Integer overflow in LOOP
ECL from current git master causes integer overflow in safe code inside LOOP
.
> (declaim (optimize (safety 3)))
((OPTIMIZE (SAFETY 3)))
> (compile nil (lambda ()
(loop for x of-type fixnum
from (1- most-positive-fixnum) to most-positive-fixnum
do (progn)
finally (print x))))
;;; OPTIMIZE levels: Safety=3, Space=0, Speed=3, Debug=0
;;;
;;; End of Pass 1.
#<compiled-function 0x555ccc1614c0>
NIL
NIL
> (funcall *)
-2305843009213693952
This is likely due to ext:assume-right-type
declaration used in macro loop-unsafe
.
> (declaim (optimize (safety 3)))
((OPTIMIZE (SAFETY 3)))
> (compile nil (lambda () (let ((x most-positive-fixnum)) (declare (fixnum x)) (locally (declare (ext:assume-right-type)) (setq x (1+ x))))))

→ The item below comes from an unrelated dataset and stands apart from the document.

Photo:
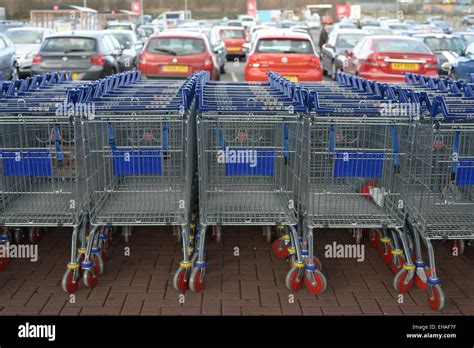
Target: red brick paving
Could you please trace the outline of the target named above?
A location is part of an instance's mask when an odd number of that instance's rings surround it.
[[[336,240],[353,243],[345,231],[315,231],[318,255]],[[70,233],[50,230],[40,242],[36,263],[12,260],[0,273],[3,315],[432,315],[419,289],[404,294],[392,288],[393,273],[367,244],[365,261],[321,257],[328,289],[319,296],[291,293],[284,285],[288,266],[275,259],[258,230],[224,228],[223,243],[209,243],[204,291],[188,292],[185,303],[172,287],[180,246],[166,228],[137,231],[130,243],[114,240],[112,258],[94,289],[82,284],[75,303],[60,281],[69,257]],[[233,254],[240,248],[240,256]],[[446,292],[441,314],[474,315],[474,248],[453,257],[451,244],[435,243],[439,276]],[[293,296],[290,296],[293,295]],[[290,303],[292,297],[294,301]]]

;;; OPTIMIZE levels: Safety=3, Space=0, Speed=3, Debug=0
;;;
;;; End of Pass 1.
#<compiled-function 0x555ccc118c40>
NIL
NIL
> (funcall *)
-2305843009213693952
This is directly related to ANSI-TEST LOOP.1.40
that ECL currently fails:
;;; Test that the index variable achieves the inclusive
;;; upper bound, but does not exceed it.
(deftest loop.1.40
(loop for x from 1 to 5 do (progn) finally (return x))

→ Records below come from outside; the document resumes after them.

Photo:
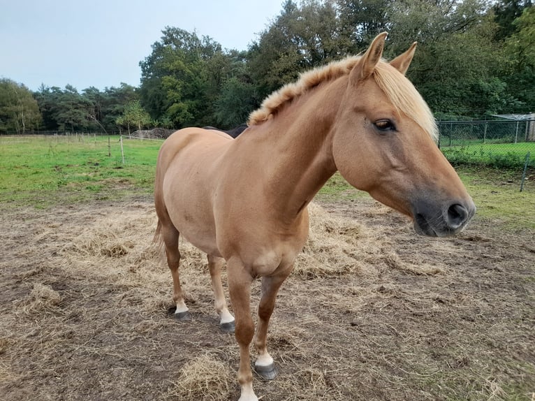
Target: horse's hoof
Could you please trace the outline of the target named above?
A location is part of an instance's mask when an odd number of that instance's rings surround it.
[[[267,366],[255,365],[254,371],[264,380],[273,380],[279,374],[279,370],[275,366],[274,363]]]
[[[186,321],[189,320],[191,320],[191,314],[189,313],[189,311],[186,312],[179,312],[178,313],[175,313],[174,315],[175,319],[176,319],[178,321]]]
[[[229,321],[227,323],[221,323],[221,331],[223,333],[234,333],[234,329],[236,327],[236,325],[234,323],[234,321]]]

5) ;; ECL returns 6 instead
And to ANSI-TEST LOOP.1.39
that, I assume, was meant to be fixed by introducing the LOOP-UNSAFE
macro:
;;; The following provides an example where an incorrect
;;; implementation will assign X an out-of-range value
;;; at the end.
(deftest loop.1.39
(loop for x of-type (integer 1 5) from 1 to 5 collect x)

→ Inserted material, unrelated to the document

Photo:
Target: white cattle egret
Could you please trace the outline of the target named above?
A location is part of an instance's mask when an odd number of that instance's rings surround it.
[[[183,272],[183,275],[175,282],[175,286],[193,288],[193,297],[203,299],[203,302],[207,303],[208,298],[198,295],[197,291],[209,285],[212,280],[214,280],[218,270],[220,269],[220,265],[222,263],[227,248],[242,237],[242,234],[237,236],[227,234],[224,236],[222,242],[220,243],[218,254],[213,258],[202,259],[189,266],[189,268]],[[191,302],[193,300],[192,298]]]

(1 2 3 4 5)) ;; ECL passes this test, but X is internally set to an out-of-range value
In an iteration control clause, the for or as construct causes termination when the supplied limit is reached. That is, iteration continues until the value var is stepped to the exclusive or inclusive limit supplied by form2.
For these clauses, iteration terminates when a local variable reaches some supplied value or when some other loop clause terminates iteration.